Search Syntax
Canopy’s search engine is built on the powerful Apache Lucene library, which allows for a wide range of search capabilities, including fuzzy searches, wildcard searches, proximity searches, and more. In this guide, we will cover the important query string syntax and search operators that you can use to refine your searches.
Query String Syntax commonly consists of Terms, Fields, and Operators.
- Terms are single words or phrases you want to search for.
For example, tree and work are single search terms that allow you to search for documents with the words “tree” and “work”.

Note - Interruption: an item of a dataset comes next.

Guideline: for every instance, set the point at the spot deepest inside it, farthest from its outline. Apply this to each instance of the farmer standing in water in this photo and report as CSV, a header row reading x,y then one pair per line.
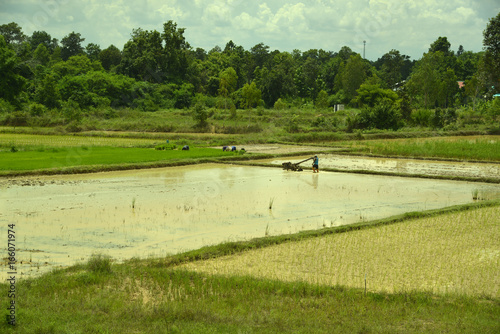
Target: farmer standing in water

When running a query, search Terms will be entered into a Field.
-
Fields: When performing a search, you may select a Field from the Fields guide. If no field is specified, Canopy searches across all relevant text fields, containing extracted or OCRed text. This search is optimized to be as complete as possible.
-
Operator allows you to customize your search. Common Operators include
AND,OR,NOT(must be capitalized). You can also use+forANDand-forNOT.
In version 4.0.0 and later, Canopy’s advanced search capabilities allow users to tailor their search strategy to their specific needs by leveraging two new modes:
Precision Search provides exact, literal search results, ideal for users who need to find specific terms that contain special characters and stopwords.
Recall Search offers a broader search approach, capturing variations of words and phrases to ensure comprehensive results.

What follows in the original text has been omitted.